FP8: When you are running inference or training on H100, H200, or newer hardware and want better performance without the quality risk of integer quantization.
FP4: When you are running inference on B200-class hardware and throughput is the priority. Validate quality on your task before deploying.
INT8 or INT4: When running inference on consumer GPUs or local hardware without native FP8/FP4 support. Tools like llama.cpp handle the quantization automatically.
Practical Reference: Common GPU Specifications
The table below shows approximate specifications for GPUs commonly available to researchers. TFLOPS figures are for FP16 dense (without sparsity), which is the most commonly reported number and the most relevant for typical AI workloads. All figures are for SXM variants of data center GPUs where applicable. These numbers change as new models are released, so always check the manufacturer’s official datasheet if you need exact numbers for planning purposes.
GPU Model |
Memory |
FP16 TFLOPS |
Memory Bandwidth |
NVLink Bandwidth |
Use Case |
|---|---|---|---|---|---|
NVIDIA RTX 3080 |
10 GB |
~30 |
760 GB/s |
N/A |
Gaming, moderate ML training |
NVIDIA RTX 4090 |
24 GB |
~165 |
1,008 GB/s |
N/A |
High-end consumer training |
NVIDIA A100 SXM |
40/80 GB |
312 |
2,039 GB/s |
600 GB/s |
Large-scale training, research |
NVIDIA H100 SXM |
80 GB |
1,979 |
3,350 GB/s |
900 GB/s |
Frontier training and inference |
NVIDIA H200 SXM |
141 GB |
1,979 |
4,800 GB/s |
900 GB/s |
Memory-heavy inference, large models |
NVIDIA L40S |
48 GB |
362 |
864 GB/s |
N/A |
Inference and serving |
NVIDIA B200 SXM |
180 GB |
2,250 |
7,700 GB/s |
1,800 GB/s |
Largest-scale training and inference |
Sources: NVIDIA official datasheets for A100 (2021), H100 (2022), H200 (2023), and B200 (2024). RTX figures from NVIDIA product pages.
The GPUs in the A100 and above range are primarily available through cloud providers or institutional supercomputers.
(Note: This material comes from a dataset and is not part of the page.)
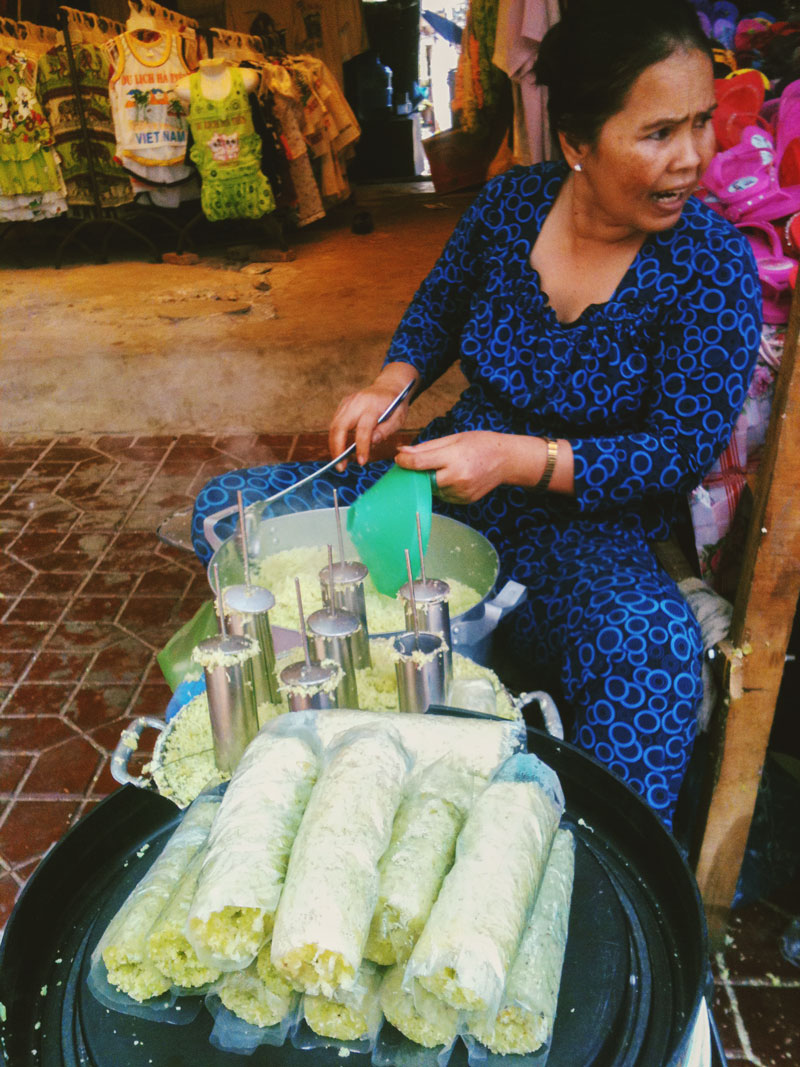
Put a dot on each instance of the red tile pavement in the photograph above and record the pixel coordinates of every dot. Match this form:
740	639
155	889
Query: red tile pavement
89	596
Consumer GPUs (RTX series) are affordable but have lower memory and throughput, and they do not support NVLink for multi-GPU setups. The H200 and H100 share the same compute architecture; the H200’s main advantage is its much larger and faster memory, which makes it better suited for very large model inference. The B200 represents the current frontier and is still scarce and expensive as of this writing.
Try This
Pick a model you are interested in working with. Look up its parameter count (in billions) and find a spec sheet for a GPU you have access to or are considering. Then answer these questions:
How much memory does the model require in FP16? (Rough estimate: parameters × 2 bytes. A 7B parameter model is about 14 GB.)
What is the VRAM available on your GPU?
Does your model fit? If not, what precision level would you need to use?
Estimate the inference time: (model parameters × 2) ÷ (GPU memory bandwidth). The multiplication by 2 converts parameters to bytes at FP16 precision (2 bytes per parameter). Dividing by bandwidth gives a lower bound on how long one inference pass takes, since the GPU must read the entire model from memory at least once per generation step.
This is not a precise calculation, but it gives you a reality check before you try to run something and discover it does not fit or takes hours per example.